Can we? You know, cut off the internet

President Trump, responding to the London Underground terror attack, tweeted about how terrorists use the internet to recruit terrorists:

“The internet is their main recruitment tool which we must cut off & use better!”

President Trump is absolutely right. We must turn it off. But how is that possible? Can that be done, and how would it affect our society?

The internet is the sole singularity of our global society. Beyond even religion and nationality, the internet founds and bolsters today’s society. Can we really exist without it? Living without the internet is like living without ourselves. Turning it off would handicap all of society, from individual interaction and corporate machinations to military efficiency. How, then, can we deal with terror?

Terrorists believe in the righteousness of their actions. We believe in the righteousness of our actions. This is not the righteousness of religion, but the righteousness of society. Richard Matheson explored the political conflict found between the perceived righteousness of two societies from his famous story I Am Legend. Both societies within that story placed their own righteousness above the other that ultimately ended in unnecessary destruction.

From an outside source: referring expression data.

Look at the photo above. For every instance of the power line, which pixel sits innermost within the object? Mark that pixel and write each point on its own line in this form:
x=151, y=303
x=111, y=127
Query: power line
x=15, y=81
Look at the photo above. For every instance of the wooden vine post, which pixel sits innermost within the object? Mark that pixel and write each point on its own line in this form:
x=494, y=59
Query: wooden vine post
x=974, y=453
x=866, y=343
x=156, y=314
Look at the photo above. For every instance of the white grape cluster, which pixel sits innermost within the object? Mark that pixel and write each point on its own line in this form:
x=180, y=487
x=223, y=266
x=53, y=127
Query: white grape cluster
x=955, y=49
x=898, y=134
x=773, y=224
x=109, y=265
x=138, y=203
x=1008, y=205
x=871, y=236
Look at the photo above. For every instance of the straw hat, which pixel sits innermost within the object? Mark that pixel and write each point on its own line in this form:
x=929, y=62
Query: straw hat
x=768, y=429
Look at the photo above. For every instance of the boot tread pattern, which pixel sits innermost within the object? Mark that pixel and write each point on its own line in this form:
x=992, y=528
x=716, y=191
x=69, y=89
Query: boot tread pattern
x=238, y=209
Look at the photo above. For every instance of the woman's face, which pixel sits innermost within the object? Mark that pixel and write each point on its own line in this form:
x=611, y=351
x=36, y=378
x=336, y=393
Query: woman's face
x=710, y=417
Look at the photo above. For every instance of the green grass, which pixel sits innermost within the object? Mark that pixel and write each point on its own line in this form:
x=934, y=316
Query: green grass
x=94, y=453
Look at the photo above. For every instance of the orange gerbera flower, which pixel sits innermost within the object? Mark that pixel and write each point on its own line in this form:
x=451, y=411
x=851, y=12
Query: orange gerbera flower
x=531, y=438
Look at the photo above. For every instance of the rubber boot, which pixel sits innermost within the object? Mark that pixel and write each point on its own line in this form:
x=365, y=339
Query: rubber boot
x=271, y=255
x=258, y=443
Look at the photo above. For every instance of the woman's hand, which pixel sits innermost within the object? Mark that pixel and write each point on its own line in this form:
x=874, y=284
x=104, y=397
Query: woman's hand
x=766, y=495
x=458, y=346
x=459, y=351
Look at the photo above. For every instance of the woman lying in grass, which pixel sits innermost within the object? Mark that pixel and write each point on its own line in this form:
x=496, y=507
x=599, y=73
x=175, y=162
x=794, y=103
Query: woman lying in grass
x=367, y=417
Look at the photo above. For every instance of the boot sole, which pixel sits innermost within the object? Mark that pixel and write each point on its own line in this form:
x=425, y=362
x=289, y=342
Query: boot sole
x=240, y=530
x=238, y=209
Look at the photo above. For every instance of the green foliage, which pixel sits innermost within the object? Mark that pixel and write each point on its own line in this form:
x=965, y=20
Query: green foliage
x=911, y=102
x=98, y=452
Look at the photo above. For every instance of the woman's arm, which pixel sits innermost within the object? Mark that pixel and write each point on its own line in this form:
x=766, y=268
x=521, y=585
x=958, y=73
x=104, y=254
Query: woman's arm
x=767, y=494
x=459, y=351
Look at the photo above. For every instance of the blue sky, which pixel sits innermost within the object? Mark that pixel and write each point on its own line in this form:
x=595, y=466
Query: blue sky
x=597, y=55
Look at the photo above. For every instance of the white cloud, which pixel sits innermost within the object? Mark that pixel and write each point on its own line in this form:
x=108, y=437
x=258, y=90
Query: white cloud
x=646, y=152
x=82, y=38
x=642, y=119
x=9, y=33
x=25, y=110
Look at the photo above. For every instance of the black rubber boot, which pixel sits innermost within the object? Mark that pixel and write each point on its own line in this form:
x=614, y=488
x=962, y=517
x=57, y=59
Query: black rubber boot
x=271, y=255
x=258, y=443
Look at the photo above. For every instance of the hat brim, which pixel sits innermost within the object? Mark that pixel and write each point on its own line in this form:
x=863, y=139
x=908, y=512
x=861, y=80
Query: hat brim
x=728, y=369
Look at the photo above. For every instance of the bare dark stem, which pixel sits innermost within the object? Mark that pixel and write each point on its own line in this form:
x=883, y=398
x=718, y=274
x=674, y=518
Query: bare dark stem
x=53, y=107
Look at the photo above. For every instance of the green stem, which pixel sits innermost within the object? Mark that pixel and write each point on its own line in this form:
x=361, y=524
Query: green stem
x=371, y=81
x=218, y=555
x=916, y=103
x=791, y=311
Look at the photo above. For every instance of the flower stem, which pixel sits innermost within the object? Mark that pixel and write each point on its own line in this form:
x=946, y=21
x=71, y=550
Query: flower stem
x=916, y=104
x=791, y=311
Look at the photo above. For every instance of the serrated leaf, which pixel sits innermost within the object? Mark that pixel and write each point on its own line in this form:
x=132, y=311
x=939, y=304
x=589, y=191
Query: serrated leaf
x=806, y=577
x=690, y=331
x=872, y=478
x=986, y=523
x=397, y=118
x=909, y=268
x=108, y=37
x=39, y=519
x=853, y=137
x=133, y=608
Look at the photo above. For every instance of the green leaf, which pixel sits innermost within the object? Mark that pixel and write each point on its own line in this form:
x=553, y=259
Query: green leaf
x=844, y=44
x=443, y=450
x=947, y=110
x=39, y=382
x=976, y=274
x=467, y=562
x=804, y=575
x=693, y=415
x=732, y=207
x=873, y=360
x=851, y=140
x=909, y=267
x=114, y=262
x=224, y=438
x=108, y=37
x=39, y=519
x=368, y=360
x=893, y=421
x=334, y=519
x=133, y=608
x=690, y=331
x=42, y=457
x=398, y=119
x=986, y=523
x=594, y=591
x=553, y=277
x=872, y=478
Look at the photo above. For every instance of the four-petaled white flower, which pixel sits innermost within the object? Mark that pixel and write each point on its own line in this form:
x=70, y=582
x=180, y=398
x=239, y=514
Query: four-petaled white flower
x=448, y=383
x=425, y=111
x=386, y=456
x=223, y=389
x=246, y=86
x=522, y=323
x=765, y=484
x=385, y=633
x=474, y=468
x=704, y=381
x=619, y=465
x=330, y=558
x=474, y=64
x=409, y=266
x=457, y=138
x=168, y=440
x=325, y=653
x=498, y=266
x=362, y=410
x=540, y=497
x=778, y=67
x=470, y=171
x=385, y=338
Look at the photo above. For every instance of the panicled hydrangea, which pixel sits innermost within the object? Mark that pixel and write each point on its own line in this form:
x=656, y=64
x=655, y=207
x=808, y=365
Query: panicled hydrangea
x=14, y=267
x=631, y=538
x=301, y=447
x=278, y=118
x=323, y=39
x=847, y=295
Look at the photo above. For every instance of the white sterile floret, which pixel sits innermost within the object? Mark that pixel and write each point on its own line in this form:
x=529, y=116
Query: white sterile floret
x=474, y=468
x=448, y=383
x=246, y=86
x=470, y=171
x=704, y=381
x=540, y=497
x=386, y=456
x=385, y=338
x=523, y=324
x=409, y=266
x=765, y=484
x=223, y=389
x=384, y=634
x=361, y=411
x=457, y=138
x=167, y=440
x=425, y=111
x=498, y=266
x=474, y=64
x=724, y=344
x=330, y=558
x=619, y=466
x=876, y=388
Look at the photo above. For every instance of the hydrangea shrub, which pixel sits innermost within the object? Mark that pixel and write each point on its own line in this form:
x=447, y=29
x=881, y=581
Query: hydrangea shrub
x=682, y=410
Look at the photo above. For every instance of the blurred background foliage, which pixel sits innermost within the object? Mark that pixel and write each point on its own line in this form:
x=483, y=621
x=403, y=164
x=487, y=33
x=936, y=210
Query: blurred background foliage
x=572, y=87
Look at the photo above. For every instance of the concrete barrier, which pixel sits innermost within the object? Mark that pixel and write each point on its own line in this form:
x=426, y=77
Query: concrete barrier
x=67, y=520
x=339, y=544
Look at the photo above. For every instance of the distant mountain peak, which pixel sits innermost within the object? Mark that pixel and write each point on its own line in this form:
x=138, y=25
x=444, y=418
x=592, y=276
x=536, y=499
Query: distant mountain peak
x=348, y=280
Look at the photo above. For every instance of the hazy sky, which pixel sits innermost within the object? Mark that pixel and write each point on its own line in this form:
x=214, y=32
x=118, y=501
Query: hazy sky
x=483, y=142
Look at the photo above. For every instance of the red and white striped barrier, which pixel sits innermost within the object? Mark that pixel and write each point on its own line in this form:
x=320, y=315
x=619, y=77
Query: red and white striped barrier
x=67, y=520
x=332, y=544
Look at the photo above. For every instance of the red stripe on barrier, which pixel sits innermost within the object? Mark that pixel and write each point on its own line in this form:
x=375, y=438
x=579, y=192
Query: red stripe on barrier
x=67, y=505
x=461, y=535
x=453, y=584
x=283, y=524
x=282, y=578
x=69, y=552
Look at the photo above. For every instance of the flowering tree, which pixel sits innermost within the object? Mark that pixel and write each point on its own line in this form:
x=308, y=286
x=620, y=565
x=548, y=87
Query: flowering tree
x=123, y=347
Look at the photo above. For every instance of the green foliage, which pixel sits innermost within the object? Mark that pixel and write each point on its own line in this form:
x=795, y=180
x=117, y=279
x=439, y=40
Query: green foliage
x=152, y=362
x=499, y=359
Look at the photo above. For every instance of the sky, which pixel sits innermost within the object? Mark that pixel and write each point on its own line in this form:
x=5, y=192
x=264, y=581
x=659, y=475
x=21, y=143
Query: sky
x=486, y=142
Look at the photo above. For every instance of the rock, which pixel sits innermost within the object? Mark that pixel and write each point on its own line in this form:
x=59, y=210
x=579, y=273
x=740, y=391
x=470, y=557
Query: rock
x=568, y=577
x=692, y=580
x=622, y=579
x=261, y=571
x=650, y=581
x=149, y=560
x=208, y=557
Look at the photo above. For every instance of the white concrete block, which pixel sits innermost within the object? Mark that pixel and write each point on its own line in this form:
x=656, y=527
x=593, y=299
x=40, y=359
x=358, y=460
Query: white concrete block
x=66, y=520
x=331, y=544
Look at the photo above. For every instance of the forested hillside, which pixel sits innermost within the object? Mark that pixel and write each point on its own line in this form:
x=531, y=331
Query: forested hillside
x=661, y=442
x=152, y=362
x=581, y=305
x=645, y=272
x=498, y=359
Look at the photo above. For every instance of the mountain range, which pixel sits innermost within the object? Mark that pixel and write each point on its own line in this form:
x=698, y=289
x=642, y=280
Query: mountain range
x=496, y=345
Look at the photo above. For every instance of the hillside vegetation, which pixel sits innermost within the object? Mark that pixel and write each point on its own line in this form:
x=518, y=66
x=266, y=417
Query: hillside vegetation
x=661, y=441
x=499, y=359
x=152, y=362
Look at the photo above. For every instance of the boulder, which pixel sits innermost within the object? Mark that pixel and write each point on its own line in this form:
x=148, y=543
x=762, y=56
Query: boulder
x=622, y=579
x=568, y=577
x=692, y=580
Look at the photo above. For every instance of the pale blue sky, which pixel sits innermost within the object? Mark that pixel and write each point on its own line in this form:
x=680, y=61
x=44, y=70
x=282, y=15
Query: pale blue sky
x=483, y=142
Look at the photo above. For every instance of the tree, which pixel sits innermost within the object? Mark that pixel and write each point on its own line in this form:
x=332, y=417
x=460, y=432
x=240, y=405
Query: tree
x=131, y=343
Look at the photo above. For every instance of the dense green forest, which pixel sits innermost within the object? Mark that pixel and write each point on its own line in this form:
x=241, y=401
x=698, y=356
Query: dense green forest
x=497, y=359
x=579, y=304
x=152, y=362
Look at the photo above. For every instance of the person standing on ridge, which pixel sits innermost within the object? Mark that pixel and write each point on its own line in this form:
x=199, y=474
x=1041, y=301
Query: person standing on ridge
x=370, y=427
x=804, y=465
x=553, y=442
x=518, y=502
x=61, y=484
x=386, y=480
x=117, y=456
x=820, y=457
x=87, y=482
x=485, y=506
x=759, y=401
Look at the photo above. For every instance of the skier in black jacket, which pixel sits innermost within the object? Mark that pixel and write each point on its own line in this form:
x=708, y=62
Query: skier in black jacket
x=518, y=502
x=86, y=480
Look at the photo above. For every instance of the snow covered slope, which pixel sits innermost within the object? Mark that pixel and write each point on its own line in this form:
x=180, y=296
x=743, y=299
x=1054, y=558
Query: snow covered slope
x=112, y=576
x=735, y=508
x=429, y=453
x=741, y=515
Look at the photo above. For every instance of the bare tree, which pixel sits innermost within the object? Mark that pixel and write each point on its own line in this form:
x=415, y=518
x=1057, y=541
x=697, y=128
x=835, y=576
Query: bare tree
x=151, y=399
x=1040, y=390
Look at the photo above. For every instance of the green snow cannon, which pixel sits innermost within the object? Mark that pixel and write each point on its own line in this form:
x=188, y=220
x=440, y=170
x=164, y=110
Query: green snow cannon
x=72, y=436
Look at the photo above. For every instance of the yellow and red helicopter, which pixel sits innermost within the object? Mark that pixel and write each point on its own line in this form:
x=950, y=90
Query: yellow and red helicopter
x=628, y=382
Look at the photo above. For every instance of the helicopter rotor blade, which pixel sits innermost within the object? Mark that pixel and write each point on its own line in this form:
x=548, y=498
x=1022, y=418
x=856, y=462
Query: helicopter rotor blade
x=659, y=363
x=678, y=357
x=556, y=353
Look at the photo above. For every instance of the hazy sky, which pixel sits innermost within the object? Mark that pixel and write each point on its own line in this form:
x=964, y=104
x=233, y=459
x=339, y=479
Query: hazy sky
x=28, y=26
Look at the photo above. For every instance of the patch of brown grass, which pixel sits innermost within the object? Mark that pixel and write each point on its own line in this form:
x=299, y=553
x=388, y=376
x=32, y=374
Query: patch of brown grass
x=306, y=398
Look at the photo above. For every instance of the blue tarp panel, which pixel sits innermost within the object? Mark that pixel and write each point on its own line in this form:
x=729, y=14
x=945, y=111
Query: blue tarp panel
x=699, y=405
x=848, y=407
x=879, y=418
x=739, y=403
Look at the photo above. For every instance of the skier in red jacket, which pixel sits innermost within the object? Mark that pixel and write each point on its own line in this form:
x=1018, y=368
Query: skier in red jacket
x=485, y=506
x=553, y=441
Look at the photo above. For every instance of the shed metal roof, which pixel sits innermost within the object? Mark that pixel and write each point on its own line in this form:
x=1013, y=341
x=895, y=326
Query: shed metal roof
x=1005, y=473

The word politic comes from the Greek politikos and essentially means the tactical expression of human relations. Of course, tactical connotates conflict, thereby, politic becomes the navigation of human conflict. Which begs the question: Can we eliminate conflict and embrace our good by nullifying our bad? Richard Matheson explored this possibility of splitting the essential duality of human nature from Star Trek’s TOS episode in which Kirk was split into two Kirks. One became his psychological good, the other was his psychological bad. As Matheson concluded, neither side can exist without the other. Both natures strengthen and complement the other. We need both sides of our temperaments. Without mutual and internal communication between natures, our essential self risks destruction. Josh Whedon explored this disastrous outcome through the movie Serenity, in which a secret state experiment altered the body chemistry of all inhabitants of the planet Miranda to eliminate aggressive behaviors.

Cutting off the internet is cutting off a portion of ourselves. We can’t survive without it. Yes, it offers an outlet and tool for the worst of ourselves, but it also creates an empathy and power for the immensity of the greater good. Mirroring our own lives and society, the internet, unfortunately, contains a plurality of temperaments. And like our own natures, removing one will destroy the other.

How easy it would be for us to simply eliminate the bad. “Cut if off,” as President Trump argued. The real problem is how we define the good or bad. Whose righteousness becomes the measure to crush the other. This is a step that we cannot take. So, to eliminate terrorist activities, we must navigate human conflict. To navigate means knowing, mapping, and understanding oppositional currents. We must engage in quality discourse, not only within our own politic, but within theirs as well. Our (and their) current policy of ignorance and self-sided righteousness must end because this has led to nothing but escalation and death. President Trump, we can’t cut off the internet, but we can cut off our silence toward our “enemies.” We are to each other the enemy. By this, I am by no means implying a moral equivalency between us and them, but simply recommending a new course of action. There is an old Vulcan proverb: “Only Nixon could go to China.”